Performs greedy assignment followed by local optimization.

all_grouped_students.extend(...)
all_diversity_reports.extend(...)

Collects results across all tutorial groups.


write_results_to_csv(data, file_path)

Purpose

Writes grouped student data to a CSV file.

Inputs

  • data: list of Student objects
  • file_path: output CSV path

Outputs

  • None (writes to file)

Line-by-Line

if not data:
    print(...)
    return

Handles empty input gracefully.

writer = csv.DictWriter(file, fieldnames=...)
writer.writeheader()
writer.writerows([s.to_dict() for s in data])

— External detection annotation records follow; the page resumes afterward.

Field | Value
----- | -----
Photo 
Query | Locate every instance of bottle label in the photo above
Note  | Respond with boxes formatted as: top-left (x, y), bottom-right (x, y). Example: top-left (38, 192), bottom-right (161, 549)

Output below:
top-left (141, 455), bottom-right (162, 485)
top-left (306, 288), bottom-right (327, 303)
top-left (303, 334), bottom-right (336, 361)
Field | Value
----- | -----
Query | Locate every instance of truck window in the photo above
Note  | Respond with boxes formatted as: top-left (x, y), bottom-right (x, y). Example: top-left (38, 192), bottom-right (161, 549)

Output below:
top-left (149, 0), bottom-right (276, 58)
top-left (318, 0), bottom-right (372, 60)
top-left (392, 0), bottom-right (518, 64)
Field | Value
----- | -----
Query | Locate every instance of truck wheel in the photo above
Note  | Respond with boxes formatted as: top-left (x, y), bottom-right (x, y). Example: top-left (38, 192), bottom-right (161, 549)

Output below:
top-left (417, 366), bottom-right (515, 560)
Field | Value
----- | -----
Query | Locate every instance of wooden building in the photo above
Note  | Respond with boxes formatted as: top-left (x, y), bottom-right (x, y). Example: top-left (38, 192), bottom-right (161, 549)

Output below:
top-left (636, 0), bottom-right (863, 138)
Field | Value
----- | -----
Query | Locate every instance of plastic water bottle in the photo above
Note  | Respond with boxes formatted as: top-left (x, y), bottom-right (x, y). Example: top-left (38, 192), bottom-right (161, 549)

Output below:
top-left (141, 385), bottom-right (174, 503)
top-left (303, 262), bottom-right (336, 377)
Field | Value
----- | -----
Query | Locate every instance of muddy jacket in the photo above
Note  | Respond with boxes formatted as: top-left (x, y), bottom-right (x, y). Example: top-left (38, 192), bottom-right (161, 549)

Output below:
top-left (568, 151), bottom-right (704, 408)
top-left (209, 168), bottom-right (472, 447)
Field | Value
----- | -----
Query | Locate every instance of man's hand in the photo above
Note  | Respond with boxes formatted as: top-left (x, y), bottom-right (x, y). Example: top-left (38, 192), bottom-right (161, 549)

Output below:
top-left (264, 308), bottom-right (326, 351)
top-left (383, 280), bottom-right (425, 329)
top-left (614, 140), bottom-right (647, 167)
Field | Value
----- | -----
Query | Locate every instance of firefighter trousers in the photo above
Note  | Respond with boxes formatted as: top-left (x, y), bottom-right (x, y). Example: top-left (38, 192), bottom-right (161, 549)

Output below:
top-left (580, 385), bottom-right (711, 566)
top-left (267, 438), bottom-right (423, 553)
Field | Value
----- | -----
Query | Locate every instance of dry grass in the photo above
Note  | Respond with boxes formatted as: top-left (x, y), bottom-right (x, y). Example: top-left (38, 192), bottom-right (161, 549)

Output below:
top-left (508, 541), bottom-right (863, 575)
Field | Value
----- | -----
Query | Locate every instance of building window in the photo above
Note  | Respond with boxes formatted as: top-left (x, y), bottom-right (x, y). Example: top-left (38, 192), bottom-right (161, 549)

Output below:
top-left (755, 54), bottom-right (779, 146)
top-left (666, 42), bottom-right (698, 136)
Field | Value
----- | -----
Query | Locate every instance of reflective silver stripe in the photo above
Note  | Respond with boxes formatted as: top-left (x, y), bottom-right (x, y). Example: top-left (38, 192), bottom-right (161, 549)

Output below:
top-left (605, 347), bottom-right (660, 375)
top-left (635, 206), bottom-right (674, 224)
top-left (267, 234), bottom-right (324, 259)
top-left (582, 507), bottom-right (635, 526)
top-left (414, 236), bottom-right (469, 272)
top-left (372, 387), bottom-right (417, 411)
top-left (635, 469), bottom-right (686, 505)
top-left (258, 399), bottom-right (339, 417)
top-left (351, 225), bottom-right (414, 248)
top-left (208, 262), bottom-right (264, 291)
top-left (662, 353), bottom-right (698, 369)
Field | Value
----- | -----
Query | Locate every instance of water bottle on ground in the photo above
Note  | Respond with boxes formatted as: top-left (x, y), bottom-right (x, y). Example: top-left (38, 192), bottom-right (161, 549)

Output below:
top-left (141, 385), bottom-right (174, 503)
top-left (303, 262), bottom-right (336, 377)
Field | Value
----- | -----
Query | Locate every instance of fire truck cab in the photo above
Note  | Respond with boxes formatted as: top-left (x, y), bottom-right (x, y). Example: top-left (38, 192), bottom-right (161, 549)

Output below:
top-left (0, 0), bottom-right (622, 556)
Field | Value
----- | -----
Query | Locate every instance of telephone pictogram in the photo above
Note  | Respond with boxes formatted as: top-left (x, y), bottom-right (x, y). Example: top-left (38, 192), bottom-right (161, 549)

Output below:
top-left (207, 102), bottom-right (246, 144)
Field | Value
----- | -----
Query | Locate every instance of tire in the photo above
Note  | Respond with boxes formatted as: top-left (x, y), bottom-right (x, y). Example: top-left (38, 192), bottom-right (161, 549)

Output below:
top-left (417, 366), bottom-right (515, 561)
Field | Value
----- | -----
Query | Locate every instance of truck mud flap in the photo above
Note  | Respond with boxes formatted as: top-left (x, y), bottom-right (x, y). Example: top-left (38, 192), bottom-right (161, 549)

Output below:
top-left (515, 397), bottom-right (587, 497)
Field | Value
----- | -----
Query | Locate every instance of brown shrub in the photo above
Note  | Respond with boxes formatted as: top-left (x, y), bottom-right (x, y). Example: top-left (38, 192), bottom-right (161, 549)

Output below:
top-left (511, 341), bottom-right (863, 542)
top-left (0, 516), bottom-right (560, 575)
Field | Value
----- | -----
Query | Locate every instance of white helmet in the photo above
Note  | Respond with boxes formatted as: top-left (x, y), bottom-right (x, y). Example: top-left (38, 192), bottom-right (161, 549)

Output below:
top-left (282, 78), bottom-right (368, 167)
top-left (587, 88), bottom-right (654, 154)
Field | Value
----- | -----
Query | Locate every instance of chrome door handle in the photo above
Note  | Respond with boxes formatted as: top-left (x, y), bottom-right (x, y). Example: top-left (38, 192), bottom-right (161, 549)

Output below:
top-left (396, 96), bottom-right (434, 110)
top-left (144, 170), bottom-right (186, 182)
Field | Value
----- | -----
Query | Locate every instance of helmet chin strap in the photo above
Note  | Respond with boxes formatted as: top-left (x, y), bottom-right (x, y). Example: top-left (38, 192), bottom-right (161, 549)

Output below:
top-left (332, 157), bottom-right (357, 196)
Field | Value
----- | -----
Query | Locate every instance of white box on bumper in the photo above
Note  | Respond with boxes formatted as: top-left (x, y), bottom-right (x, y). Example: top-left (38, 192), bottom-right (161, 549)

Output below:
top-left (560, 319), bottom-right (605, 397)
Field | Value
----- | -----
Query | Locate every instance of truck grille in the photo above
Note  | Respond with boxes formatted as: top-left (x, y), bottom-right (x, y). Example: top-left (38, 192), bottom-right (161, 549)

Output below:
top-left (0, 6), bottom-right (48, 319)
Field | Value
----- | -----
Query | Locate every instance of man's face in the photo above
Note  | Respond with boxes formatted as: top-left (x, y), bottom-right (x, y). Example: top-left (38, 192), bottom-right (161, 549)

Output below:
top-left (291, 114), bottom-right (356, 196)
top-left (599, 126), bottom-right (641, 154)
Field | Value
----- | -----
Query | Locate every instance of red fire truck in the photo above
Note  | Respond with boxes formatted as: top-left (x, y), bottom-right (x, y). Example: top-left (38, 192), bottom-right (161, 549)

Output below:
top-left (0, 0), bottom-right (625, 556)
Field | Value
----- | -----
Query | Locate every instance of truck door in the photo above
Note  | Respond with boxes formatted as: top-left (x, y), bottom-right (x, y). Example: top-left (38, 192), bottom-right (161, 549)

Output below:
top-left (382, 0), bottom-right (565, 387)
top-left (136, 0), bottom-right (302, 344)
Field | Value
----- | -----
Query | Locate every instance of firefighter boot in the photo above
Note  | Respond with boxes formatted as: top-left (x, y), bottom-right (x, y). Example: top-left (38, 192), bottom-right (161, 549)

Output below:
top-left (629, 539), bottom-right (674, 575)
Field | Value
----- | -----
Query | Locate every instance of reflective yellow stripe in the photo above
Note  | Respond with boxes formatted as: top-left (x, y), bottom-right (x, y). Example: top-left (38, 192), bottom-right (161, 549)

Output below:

Writes header and rows using each student’s to_dict() method.

Edge Cases

  • File write error → caught and printed

display_evaluation(reports)

Purpose

Prints average diversity metrics across all groups.

Inputs

  • reports: list of diversity metric dictionaries

Outputs

  • None (prints to console)

Line-by-Line

gender_scores = [r['gender_score'] for r in reports]
dept_scores = [r['dept_score'] for r in reports]
gpa_variances = [r['gpa_variance'] for r in reports]

Extracts individual metrics.

print(...)

Prints formatted averages.


visualize_results(all_grouped_students, sample_class_name)

Purpose

Generates GPA and gender distribution plots for a selected class.

Inputs

  • all_grouped_students: list of all grouped students
  • sample_class_name: name of the class to visualize

Outputs

  • None (displays plots)

Line-by-Line

class_data = [s for s in all_grouped_students if s.cls == sample_class_name]

Filters students by class.

gpa_by_group = defaultdict(list)
gender_counts = defaultdict(lambda: defaultdict(int))

Prepares data structures for plotting.

sns.boxplot(...)  # GPA distribution
ax.bar(...)       # Gender distribution

Generates visualizations using seaborn and matplotlib.

Edge Cases

  • Class not found → prints error and exits

main()

Purpose

Orchestrates the full pipeline: loading, grouping, writing, evaluating, and visualizing.

Inputs

  • None (uses hardcoded file paths)

Outputs

  • None (side effects only)

Line-by-Line

students_by_class = load_data(INPUT_FILE)
if not students_by_class: return

Loads data and exits early if failed.

all_grouped_students, all_diversity_reports = run_full_grouping_process(...)
write_results_to_csv(...)
display_evaluation(...)
visualize_results(...)

Runs the full grouping and reporting pipeline.